December 16, 2016
By Mark Terry, BioSpace.com Breaking News Staff
Switzerland-based Novartis announced today that it is acquiring Ziarco Group Limited, a private company in the dermatology space. No financial details were disclosed.
Part of the deal includes Ziarco’s one-daily oral H4 receptor antagonist currently being developed for atopic dermatitis (AD), or eczema. ZPL389 is a potential first-in-class treatment for the disease.
“There is an unmet need for innovative, effective and safe oral treatment options for people living with eczema,” said Vasant Narasimhan, global head, Drug Development and chief medical officer of Novartis, in a statement. “We are proud of our dermatology capabilities shown by the recent successful launches of Cosentyx and Xolair. Now we’re excited about a potential new medicine for people with eczema through the acquisition of Ziarco and the addition of a first-in-class H4 receptor antagonist to our growing pipeline.”
John Carroll, writing for Endpoints News, points out that this is only two days after Pfizer received U.S. Food and Drug Administration (FDA) approval for an atopic dermatitis drug. “The object of (Novartis’) affection is Ziarco, a 5-year-old upstart that has gathered positive midstage data together for ZPL389, an oral drug that achieved statistically significant results for its H4 receptor antagonist. The Phase IIa delivered a 50 percent drop in EASI scores at 8 weeks, compared to 27 percent for the placebo. And the SCORAD marks registered a drop of 43 percent against 26 percent. The Phase IIb was slated to start in the second half of this year.”
Pfizer ’s EUCRISA (crisaborole) ointment 2% is a non-steroidal topical phosphodieterase-4 (PDE-4) inhibitor for mild to moderate atopic dermatitis. “The approval of EUCRISA is great news for the children and adults suffering from mild to moderate eczema, a community that has not had a new prescription treatment for more than 10 years,” said Albert Bourla, group president, Pfizer Innovative Health, in a statement. “This is also an important milestone for Pfizer as we continue to build on our heritage in Inflammation and Immunology by offering innovative treatment options to patients who need them.”
Particularly notable is increased interest in atopic dermatitis within the industry. Regeneron and Sanofi received priority review in late September for dupilumab, a potential blockbuster drug for atopic dermatitis.

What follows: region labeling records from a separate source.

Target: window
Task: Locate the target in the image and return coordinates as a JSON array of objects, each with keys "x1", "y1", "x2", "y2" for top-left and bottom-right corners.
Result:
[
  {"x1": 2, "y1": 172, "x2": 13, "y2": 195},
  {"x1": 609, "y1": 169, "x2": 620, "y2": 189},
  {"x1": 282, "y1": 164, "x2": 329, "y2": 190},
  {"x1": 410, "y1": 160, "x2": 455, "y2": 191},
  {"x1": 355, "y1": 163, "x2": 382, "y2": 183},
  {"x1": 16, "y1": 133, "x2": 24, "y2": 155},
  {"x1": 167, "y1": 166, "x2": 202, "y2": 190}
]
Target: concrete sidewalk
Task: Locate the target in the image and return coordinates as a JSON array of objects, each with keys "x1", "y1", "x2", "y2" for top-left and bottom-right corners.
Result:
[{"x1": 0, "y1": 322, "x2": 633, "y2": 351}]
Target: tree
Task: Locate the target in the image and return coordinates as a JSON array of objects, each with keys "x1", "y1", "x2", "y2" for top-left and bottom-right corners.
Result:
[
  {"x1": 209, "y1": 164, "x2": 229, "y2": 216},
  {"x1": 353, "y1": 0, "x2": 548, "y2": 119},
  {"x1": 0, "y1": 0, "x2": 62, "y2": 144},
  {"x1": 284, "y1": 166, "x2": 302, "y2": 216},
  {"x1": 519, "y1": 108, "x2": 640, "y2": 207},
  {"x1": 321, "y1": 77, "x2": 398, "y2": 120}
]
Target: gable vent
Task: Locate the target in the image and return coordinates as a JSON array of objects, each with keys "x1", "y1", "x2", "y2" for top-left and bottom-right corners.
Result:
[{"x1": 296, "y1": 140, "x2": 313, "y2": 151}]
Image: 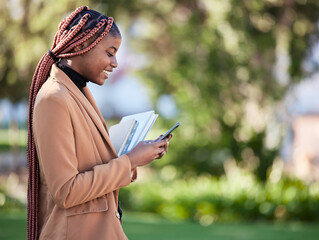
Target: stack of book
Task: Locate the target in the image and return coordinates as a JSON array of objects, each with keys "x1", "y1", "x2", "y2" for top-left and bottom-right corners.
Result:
[{"x1": 109, "y1": 110, "x2": 158, "y2": 156}]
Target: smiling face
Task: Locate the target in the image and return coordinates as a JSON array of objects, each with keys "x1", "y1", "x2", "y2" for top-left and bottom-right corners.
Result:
[{"x1": 62, "y1": 35, "x2": 122, "y2": 85}]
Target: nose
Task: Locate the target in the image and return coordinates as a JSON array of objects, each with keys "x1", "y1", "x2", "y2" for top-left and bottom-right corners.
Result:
[{"x1": 111, "y1": 56, "x2": 118, "y2": 68}]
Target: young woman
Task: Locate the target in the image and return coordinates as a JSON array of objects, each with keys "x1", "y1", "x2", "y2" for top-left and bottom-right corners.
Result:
[{"x1": 28, "y1": 7, "x2": 170, "y2": 240}]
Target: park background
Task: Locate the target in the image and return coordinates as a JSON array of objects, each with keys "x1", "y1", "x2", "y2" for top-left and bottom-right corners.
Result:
[{"x1": 0, "y1": 0, "x2": 319, "y2": 239}]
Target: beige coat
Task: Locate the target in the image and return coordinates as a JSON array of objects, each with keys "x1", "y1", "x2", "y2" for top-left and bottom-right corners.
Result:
[{"x1": 33, "y1": 65, "x2": 136, "y2": 240}]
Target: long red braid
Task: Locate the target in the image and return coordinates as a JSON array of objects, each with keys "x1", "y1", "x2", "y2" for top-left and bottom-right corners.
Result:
[{"x1": 27, "y1": 6, "x2": 116, "y2": 240}]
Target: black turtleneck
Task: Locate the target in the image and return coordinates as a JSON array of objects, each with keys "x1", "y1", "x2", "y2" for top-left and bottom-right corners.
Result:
[{"x1": 56, "y1": 62, "x2": 88, "y2": 96}]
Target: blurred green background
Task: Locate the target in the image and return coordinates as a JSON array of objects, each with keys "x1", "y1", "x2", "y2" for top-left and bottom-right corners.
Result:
[{"x1": 0, "y1": 0, "x2": 319, "y2": 240}]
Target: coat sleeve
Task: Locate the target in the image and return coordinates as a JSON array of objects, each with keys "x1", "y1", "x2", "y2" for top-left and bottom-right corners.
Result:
[{"x1": 33, "y1": 95, "x2": 135, "y2": 208}]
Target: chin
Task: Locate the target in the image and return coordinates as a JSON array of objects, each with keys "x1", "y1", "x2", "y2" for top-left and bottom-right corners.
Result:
[{"x1": 92, "y1": 79, "x2": 106, "y2": 86}]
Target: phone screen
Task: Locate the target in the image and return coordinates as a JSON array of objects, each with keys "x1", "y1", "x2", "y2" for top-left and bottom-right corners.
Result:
[{"x1": 157, "y1": 122, "x2": 180, "y2": 142}]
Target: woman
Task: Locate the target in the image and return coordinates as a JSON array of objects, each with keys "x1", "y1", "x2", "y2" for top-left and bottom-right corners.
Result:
[{"x1": 28, "y1": 7, "x2": 171, "y2": 240}]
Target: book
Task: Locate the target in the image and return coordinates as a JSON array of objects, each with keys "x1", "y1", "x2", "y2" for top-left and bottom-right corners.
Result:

The PDUFA date is March 29, 2017. Dupilumab is an inhibitor of IL-4 and IL-13, which was supported by stellar Phase III trial results.
Analysts have projected dupilumab as potentially generating annual sales of $2.5 billion to $5 billion.
Other companies are also trying to edge into the market. Danish company LEO Pharma acquired the rights to AstraZeneca ’s tralokinumab earlier this year. AstraZeneca released Phase IIb data for the drug, which is an anti-IL-13 monoclonal antibody, in the first quarter of this year. Galderma Pharma acquired the rights to an anti-IL-31 receptor A monoclonal antibody from Roche ‘s Chugai Pharmaceuticals, but no data beyond Phase II has been released.
In 2012, Ziarco entered into a deal with Pfizer for exclusive rights to commercialize a number of clinical, preclinical and research assets. The company was founded by Mike Yeadon, formerly vice president and chief scientific officer of Pfizer’s Allergy and Respiratory Research Unit, and three former Pfizer executives, Steve Liu, vice president and chief scientific officer, Lynn Purkins, vice president and head clinical development, and Arif Shivji, vice president and head development operations and business development. The H4antagonist program was one of the compounds Ziarco licensed from Pfizer. Pfizer Venture Investments was also one of the investors in the initial Series A financing.